Re: WARNING: at mm/slub.c:3357, kernel BUG at mm/slub.c:3413

[Date Prev][Date Next][Thread Prev][Thread Next][Date Index][Thread Index]

 



On Mon, Dec 05, 2011 at 07:15:49PM +0100, Markus Trippelsdorf wrote:
> On 2011.12.05 at 12:10 -0500, Jerome Glisse wrote:
> > On Sun, Dec 04, 2011 at 02:02:00AM +0100, Markus Trippelsdorf wrote:
> > > On 2011.12.03 at 14:31 -0500, Jerome Glisse wrote:
> > > > On Sat, Dec 3, 2011 at 7:29 AM, Markus Trippelsdorf
> > > > <markus@xxxxxxxxxxxxxxx> wrote:
> > > > > On 2011.12.03 at 12:20 +0000, Dave Airlie wrote:
> > > > >> >> > > > > FIX idr_layer_cache: Marking all objects used
> > > > >> >> > > >
> > > > >> >> > > > Yesterday I couldn't reproduce the issue at all. But today I've hit
> > > > >> >> > > > exactly the same spot again. (CCing the drm list)
> > > > >>
> > > > >> If I had to guess it looks like 0 is getting written back to some
> > > > >> random page by the GPU maybe, it could be that the GPU is in some half
> > > > >> setup state at boot or on a reboot does it happen from a cold boot or
> > > > >> just warm boot or kexec?
> > > > >
> > > > > Only happened with kexec thus far. Cold boot seems to be fine.
> > > > >
> > > > 
> > > > Can you add radeon.no_wb=1 to your kexec kernel paramater an see if
> > > > you can reproduce.
> > > 
> > > No, I cannot reproduce the issue with radeon.no_wb=1. (I write this
> > > after 700 successful kexec iterations...)
> > > 
> > 
> > Can you try if attached patch fix the issue when you don't pass the
> > radeon.no_wb=1 option ?
> 
> Yes the patch finally fixes the issue for me (tested with 120 kexec
> iterations).
> Thanks Jerome!
> 
> -- 
> Markus

Can you do a kick run on the modified patch ?

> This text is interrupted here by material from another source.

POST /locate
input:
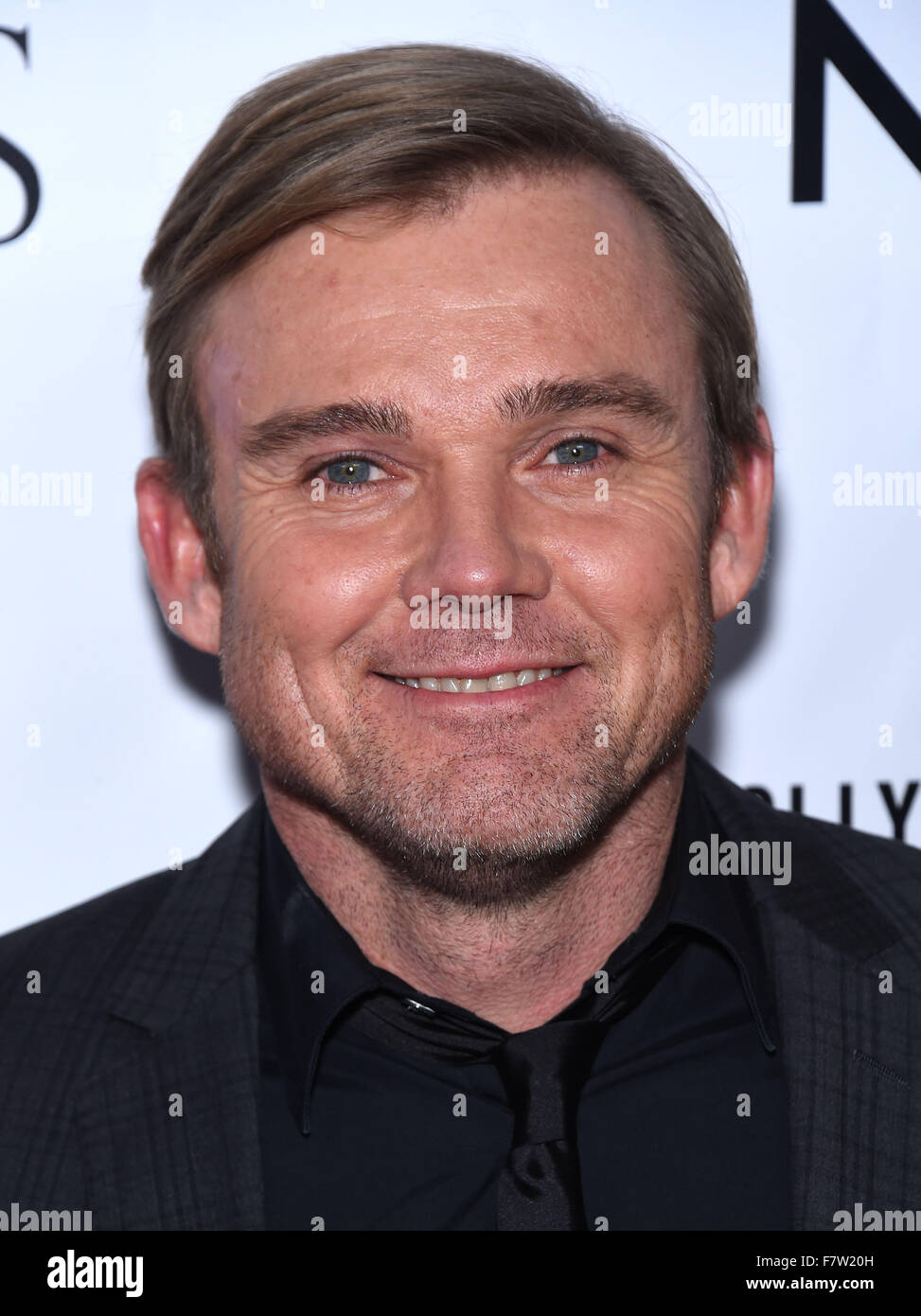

I believe this patch could go to stable too as it's low
impact from my pov.

Cheers,
Jerome
>From cccfa6f93faa6b556fd72e318606a01e333e67d3 Mon Sep 17 00:00:00 2001
From: Jerome Glisse <jglisse@xxxxxxxxxx>
Date: Mon, 5 Dec 2011 12:02:17 -0500
Subject: [PATCH] drm/radeon: disable possible GPU writeback early v2

Given how kexec works we need to disable any kind of GPU writeback
early in GPU initialization just in case some are still active from
previous setup.

v2 follow previous sanity work done on earlier radeon, also write
reg uncondionaly and disable irq too.

Signed-off-by: Jerome Glisse <jglisse@xxxxxxxxxx>
---
 drivers/gpu/drm/radeon/evergreen.c   |    2 ++
 drivers/gpu/drm/radeon/ni.c          |   18 ++++++++++++++++++
 drivers/gpu/drm/radeon/nid.h         |   19 +++++++++++++++++++
 drivers/gpu/drm/radeon/r100.c        |   20 ++++++--------------
 drivers/gpu/drm/radeon/r520.c        |    2 +-
 drivers/gpu/drm/radeon/r600.c        |   16 ++++++++++++++++
 drivers/gpu/drm/radeon/radeon_asic.h |    2 ++
 drivers/gpu/drm/radeon/rs600.c       |   20 +++++++++++++++++++-
 drivers/gpu/drm/radeon/rs600d.h      |   21 +++++++++++++++++++++
 drivers/gpu/drm/radeon/rs690.c       |    2 +-
 drivers/gpu/drm/radeon/rv515.c       |    2 +-
 drivers/gpu/drm/radeon/rv770.c       |   16 ++++++++++++++++
 drivers/gpu/drm/radeon/rv770d.h      |   20 ++++++++++++++++++++
 13 files changed, 142 insertions(+), 18 deletions(-)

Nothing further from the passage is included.